Türkiye’de 500 binin üzerinde evde yaşayan bakıma muhtaç insan bulunuyor. Beslenme veya tuvalet ihtiyacının giderilmesi gibi gündelik aktivitelerde başkalarına bağımlı olan engelli ve yaşlılar kadar onlarla ilgilenen bakıcılar da zaman içinde psikolojik çöküntü yaşayabiliyor. Prof. Dr. Ali Seyyar, bakıcıların da fiziksel ve ruhsal açıdan yorulabildiğini, kendilerini tükenmişlik içinde hissedebildiğini söylüyor. Bir bakıcının üzgün, hevesi kırılmış veya cesaretini kaybetmiş olmasının normal olduğunu ifade eden Seyyar, şunları dile getiriyor: "Bakıcılar böyle durumlarda kendilerini mutlu edecek bazı sosyo-kültürel aktivitelere katılmalı. Gazete, dergi veya dinlendirici bir kitap okumak, ibadet etmek, bahçe işleriyle uğraşmak veya samimi bir arkadaşla ara sıra sohbet etmek, bakıcı için yeni bir motivasyon kaynağı olabilir. Mümkünse bakıma muhtaç kişi ile beraber bir televizyon dizisi seyredilebilir veya birlikte bir kitap okunabilir. Bakıcılar kendilerine haftada en az bir gün veya belirli saatlerde kendilerine özel vakit ayırmalı. Bunun yanında tevekkül ve kadere teslimiyet, ruh dünyalarının dinlenmesine ve manen güçlü olmasına yardımcı olur."
MANEVî BOYUTU UNUTMAYIN
Bakıcıların, bakım hizmetlerinden beklenen sonuçları kişinin özel durumundan dolayı alamıyorlarsa bundan dolayı kendilerini gereksiz yere suçlu görmemeleri gerektiğini kaydeden Seyyar şunları aktardı: "İyi yapılan şeylerin gerçekten doğru olduğuna inanın. Daha iyi yapılan şeylerin üzerine odaklanın. Gelecekte nelerin olabileceğine ya da olamayacağına dair endişeler beslemek yerine bakıma muhtaç kişiye bugün neler yapabileceğini düşünmeli. Gerektiğinde bir aile terapisti veya bir psikologdan destek alınmalı. Bakıcı, bütün zorluklara rağmen zorluklar nispetinde sevap kazandığını düşünmeli ve hayatına daha olumlu bakmalı."

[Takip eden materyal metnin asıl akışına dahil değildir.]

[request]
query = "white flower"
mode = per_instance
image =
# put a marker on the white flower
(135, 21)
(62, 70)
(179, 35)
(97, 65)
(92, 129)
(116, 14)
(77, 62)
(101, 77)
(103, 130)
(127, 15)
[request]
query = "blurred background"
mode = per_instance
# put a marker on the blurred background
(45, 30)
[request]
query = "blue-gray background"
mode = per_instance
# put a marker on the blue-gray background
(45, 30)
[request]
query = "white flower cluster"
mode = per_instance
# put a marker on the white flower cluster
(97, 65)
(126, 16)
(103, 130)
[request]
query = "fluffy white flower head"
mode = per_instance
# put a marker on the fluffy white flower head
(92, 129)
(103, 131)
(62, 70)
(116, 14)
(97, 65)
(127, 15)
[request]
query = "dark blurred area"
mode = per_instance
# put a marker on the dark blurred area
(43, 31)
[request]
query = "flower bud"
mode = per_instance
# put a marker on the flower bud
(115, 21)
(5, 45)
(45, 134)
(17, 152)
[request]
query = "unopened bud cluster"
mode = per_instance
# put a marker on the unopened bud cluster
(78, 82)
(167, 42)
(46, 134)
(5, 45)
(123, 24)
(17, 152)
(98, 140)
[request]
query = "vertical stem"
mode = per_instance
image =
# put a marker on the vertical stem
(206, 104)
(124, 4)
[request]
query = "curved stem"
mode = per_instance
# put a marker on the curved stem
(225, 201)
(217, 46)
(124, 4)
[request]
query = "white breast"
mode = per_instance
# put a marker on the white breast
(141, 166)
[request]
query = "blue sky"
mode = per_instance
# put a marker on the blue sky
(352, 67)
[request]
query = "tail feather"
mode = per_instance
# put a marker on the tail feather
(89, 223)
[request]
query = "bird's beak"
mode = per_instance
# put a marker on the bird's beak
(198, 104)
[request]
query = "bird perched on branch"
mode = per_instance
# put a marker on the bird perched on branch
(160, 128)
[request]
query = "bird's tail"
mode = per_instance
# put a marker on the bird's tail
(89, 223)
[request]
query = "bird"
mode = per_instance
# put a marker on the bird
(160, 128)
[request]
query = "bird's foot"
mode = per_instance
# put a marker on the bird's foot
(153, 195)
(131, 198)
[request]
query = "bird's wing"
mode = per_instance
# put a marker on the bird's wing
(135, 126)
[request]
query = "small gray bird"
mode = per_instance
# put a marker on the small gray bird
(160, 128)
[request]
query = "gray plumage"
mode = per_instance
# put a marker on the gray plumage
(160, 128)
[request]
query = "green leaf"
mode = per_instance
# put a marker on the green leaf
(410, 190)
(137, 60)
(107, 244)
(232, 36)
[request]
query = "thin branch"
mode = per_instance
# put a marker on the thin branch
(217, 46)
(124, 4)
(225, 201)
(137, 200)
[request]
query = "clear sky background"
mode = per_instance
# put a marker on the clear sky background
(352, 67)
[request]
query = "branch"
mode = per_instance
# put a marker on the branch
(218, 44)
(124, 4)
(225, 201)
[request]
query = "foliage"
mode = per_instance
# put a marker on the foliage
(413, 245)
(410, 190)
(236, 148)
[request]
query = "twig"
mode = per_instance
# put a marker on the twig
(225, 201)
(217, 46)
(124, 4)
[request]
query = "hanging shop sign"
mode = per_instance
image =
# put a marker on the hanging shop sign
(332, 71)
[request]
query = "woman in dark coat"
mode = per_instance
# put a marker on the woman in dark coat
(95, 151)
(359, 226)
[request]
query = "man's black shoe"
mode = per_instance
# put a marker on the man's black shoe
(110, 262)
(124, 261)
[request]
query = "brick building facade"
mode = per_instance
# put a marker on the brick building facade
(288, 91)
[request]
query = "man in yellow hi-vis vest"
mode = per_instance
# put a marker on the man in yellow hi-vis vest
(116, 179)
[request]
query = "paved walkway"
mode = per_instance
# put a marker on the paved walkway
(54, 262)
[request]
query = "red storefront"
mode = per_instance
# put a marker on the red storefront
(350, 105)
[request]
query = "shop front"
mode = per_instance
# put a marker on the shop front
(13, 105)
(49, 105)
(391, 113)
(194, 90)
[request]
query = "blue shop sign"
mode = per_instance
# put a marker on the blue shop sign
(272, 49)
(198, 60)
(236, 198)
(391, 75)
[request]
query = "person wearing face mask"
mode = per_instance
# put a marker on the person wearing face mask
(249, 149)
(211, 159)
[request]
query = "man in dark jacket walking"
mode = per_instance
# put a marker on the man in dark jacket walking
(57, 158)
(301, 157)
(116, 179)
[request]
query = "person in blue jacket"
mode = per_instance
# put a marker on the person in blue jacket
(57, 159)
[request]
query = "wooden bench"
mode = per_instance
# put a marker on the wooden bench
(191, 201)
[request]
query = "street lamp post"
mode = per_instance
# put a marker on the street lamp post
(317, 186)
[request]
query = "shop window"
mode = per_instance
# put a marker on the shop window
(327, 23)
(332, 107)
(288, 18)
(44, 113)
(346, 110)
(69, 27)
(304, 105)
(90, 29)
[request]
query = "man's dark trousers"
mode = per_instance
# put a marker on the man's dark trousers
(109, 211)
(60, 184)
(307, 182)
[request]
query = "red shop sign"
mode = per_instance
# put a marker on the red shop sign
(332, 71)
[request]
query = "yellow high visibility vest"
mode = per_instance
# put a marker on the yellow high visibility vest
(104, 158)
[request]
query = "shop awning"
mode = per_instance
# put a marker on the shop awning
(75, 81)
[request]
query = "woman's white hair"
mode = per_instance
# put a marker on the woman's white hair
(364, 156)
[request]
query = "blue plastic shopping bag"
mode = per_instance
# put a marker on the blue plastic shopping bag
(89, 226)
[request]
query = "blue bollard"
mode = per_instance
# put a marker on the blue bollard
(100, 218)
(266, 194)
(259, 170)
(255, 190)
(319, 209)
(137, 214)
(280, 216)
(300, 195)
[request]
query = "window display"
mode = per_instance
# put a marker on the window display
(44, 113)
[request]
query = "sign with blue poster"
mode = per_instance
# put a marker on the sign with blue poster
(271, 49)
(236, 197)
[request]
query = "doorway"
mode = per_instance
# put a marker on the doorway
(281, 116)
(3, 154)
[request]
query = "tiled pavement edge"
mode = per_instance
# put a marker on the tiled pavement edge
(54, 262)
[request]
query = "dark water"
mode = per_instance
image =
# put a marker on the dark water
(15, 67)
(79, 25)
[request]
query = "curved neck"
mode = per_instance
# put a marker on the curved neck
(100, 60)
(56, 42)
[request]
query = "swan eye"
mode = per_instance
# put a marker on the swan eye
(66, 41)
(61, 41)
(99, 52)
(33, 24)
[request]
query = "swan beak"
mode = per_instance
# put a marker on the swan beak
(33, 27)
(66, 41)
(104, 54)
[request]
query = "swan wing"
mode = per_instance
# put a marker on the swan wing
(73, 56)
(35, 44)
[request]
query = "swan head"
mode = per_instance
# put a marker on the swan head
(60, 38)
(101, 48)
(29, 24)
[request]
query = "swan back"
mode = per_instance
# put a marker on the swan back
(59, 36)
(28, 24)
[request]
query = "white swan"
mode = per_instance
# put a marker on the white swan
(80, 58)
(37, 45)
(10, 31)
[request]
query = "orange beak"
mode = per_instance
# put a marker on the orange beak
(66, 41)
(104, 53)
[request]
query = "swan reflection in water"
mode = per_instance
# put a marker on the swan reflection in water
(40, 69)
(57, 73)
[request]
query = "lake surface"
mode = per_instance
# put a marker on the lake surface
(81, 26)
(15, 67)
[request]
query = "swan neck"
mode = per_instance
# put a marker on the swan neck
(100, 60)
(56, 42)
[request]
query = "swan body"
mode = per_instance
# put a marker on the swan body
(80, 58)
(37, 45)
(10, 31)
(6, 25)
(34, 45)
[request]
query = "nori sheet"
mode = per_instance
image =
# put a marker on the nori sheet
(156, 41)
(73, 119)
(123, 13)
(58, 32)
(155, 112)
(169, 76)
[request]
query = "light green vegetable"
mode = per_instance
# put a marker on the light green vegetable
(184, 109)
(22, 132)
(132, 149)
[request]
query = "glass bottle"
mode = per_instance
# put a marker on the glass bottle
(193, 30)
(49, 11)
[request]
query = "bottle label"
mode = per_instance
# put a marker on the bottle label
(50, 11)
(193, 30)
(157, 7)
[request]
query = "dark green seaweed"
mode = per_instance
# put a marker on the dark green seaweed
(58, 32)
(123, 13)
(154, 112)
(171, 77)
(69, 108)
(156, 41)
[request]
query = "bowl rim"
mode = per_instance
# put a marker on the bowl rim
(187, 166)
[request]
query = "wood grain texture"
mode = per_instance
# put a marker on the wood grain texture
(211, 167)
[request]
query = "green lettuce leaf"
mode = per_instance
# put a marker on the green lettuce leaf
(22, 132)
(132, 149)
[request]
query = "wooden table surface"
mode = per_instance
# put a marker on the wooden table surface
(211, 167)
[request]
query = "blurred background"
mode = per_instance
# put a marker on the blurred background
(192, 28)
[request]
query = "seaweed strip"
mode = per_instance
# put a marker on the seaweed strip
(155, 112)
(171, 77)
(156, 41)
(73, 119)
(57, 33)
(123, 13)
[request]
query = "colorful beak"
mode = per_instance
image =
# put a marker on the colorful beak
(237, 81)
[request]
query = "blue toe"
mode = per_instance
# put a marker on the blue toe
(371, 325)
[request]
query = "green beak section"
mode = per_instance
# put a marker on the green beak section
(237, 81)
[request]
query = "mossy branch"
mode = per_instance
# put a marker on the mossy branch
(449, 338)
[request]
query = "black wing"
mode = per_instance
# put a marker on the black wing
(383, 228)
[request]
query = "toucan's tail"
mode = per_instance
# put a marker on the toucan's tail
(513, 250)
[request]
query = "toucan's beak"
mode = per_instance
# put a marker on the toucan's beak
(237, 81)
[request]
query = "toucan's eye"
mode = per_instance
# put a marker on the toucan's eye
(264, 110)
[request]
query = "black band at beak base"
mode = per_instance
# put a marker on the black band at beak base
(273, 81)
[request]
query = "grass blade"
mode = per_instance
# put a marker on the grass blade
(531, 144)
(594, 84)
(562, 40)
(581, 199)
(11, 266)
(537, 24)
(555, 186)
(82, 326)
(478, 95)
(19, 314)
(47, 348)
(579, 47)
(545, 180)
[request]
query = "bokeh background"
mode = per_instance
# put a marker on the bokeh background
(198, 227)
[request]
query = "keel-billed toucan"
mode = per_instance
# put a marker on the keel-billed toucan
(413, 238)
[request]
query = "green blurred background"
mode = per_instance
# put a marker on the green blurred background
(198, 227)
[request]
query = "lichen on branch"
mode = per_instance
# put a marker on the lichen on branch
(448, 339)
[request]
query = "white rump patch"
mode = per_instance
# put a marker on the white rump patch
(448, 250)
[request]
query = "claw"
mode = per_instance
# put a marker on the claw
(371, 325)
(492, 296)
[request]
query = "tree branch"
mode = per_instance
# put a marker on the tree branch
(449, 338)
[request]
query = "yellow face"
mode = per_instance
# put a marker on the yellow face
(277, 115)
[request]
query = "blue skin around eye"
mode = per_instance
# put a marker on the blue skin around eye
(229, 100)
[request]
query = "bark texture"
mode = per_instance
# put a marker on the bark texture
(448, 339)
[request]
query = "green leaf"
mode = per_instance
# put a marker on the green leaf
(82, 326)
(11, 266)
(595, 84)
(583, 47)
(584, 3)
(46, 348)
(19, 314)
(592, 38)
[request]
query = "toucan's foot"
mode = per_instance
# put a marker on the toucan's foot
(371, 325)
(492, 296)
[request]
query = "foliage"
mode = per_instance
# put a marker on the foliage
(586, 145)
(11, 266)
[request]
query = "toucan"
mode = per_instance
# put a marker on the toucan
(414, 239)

Hasta güvenliği alanında uzman olan Dr. Nurullah Kurutkan ile ilk kez bakım güvenliği kavramı ekseninde uygulanabilir bir bakım hizmet konsepti geliştirdiklerini söyleyen Seyyar, bunu, "Bakım Hizmetleri ve Bakım Güvenliği" adı altında bir ders kitabı şeklinde kitaplaştırdıklarını sözlerine ekledi.
Bakıcı aile fertlerine bakım hizmeti eğitimi verilmeli
Türkiye’de etkili bir bakım anlayışının sağlanması için bakım hizmet şuuru ve bakım güvenliği kültürünün oluşturulması gerektiğini kaydeden Prof. Dr. Ali Seyyar, bakım hizmet şuurunun, muhtaç insanlara yapılan hizmetlerin insanî sorumluluğun ötesinde manevî bir boyutunun olduğu hatırlatılarak elde edilebileceğini söyledi. Seyyar, "Bakım hizmetleri veren yeterli sayıda merkez bulunmadığı için, çoğu aile çaresiz kalıyor. Onun için bakım ödeneği alan 340 bin civarında bakıcı aile fertlerine bu eğitim zorunlu olarak verilmeli." dedi.